I use a HANA 2.0 database. I want to export a table or a sql query from the database to an external client as fast as possible and using a command line (i'm on windows)
I already tested differents cli methods with success but not as fast as a gui method (using HANA Studio Export)
The CSV generated is around 400MB, in all cases it is exactly the same data.
I successfully exported the result of a SQL query using hdbsql and -o option
$periodstr = '202012'
$TargetFile = "OTIF_${periodstr}.csv"
$HanaUserKey = "MAESTRO_VAL"
$CSVDelimiter = '¤' ## US : User Separator ascii 31
$UserQuotes = "Never"
$encoding = "UTF8"
Measure-Command{hdbsql -U $HanaUserKey -o .\${TargetFile} -I D:\Applications\python\Hana2Hyper\extractors\MAESTRO\sql\OTIF4HDBSQL.SQL -V period=$periodstr -F $CSVDelimiter -x -resultencoding $encoding}
With hdbsql it took 65s to export Network BP used ~40Mbs:
I successfully exported using ODBC (HDBODBC)
$TargetDir = "D:\Applications\python\Hana2Hyper\workdir"
$periodstr = '202012'
$TargetFile = "OTIF_${periodstr}.csv"
$HanaUserKey = "@MAESTRO_VAL"
$SQLQuery = [IO.File]::ReadAllText("D:\Applications\python\Hana2Hyper\extractors\MAESTRO\sql\OTIF4HDBSQL.SQL")
$SQLQuery = $SQLquery.replace('&period',$periodstr)
$CSVDelimiter = 31 ## US : User Separator ascii 31
$UserQuotes = "Never"
$encoding = "UTF8"
$conn = new-object System.Data.Odbc.OdbcConnection
$conn.connectionstring = "Driver={HDBODBC};SERVERNODE=${HanaUserKey};PACKETSIZE=2097152; PREFETCH=TRUE"
$conn.Open()
$cmd = New-object System.Data.Odbc.OdbcCommand($SQLQuery,$conn)
$dset = New-Object System.Data.DataSet
$adap = New-Object System.Data.Odbc.OdbcDataAdapter($cmd)
Measure-Command{$nrr = $adap.fill($dset)}
Write-Output "Dataset Records selected: ${nrr}"
#Powershell 7 for UseQuotes
Measure-Command{Export-Csv -InputObject $dset.tables[0] -Path ${TargetDir}\${TargetFile} -Delimiter $CSVDelimiter -noTypeInformation -UseQuotes $UserQuotes -encoding $encoding}
$conn.Close()
it took 57s to export data to a dataset and 1.2s to write the dataset to csv : 58s (faster that hdbsql), Network BP used : ~50Mbs
We also successfully export using python (sqlalchemy + hdbcli) and pandas dataframes in about 35s (Network BP ~90 Mbs).
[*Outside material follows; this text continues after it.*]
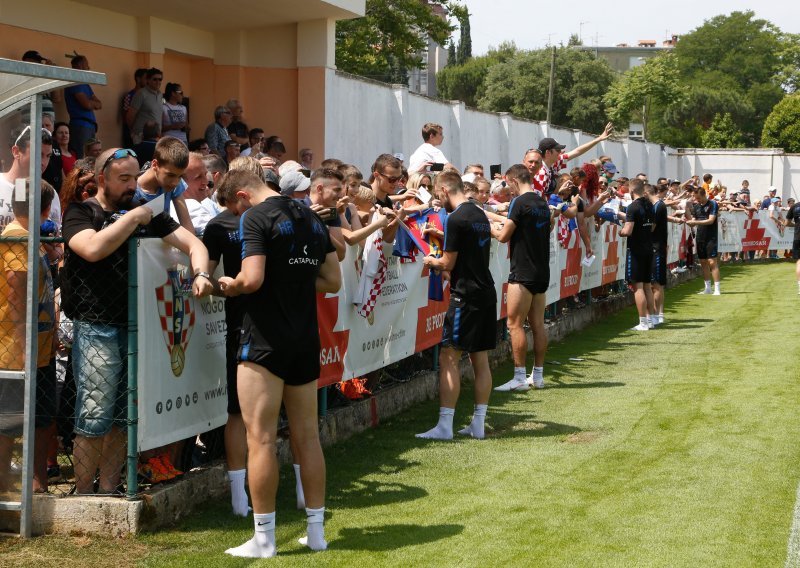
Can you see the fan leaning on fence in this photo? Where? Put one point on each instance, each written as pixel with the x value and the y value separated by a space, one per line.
pixel 94 288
We tried to change some parameters for ODBC/hdbcli like PACKETSIZE=2MB or PREFETCH=TRUE, without improving the cli extraction
And finally I successfully exported the same data that i had previously writen to a table (the create as select took 6s) using HANA Studio
Export using SAP HANA Studio Step 1 Export using SAP HANA Studio Step 2
it took 16s to received the data : more than 3x better !! Network BP used 500Mbs !
Network BP at 500Mbs during SAP HANA Studio Export to client
To summary results we currently have to export the same data :
Type | Method | Elapsed (sec) |
---|---|---|
CLI | hdbsql | 65 |
CLI | HBDODBC+powershell dataset | 58 |
CLI | Python using pandas + sqlalchemy(hdbcli) | 35 |
GUI | SAP HANA Studio | 16 |
The final question is : does someone know how to export data to an external client as fast as GUI SAP HANA Studio but in command line ?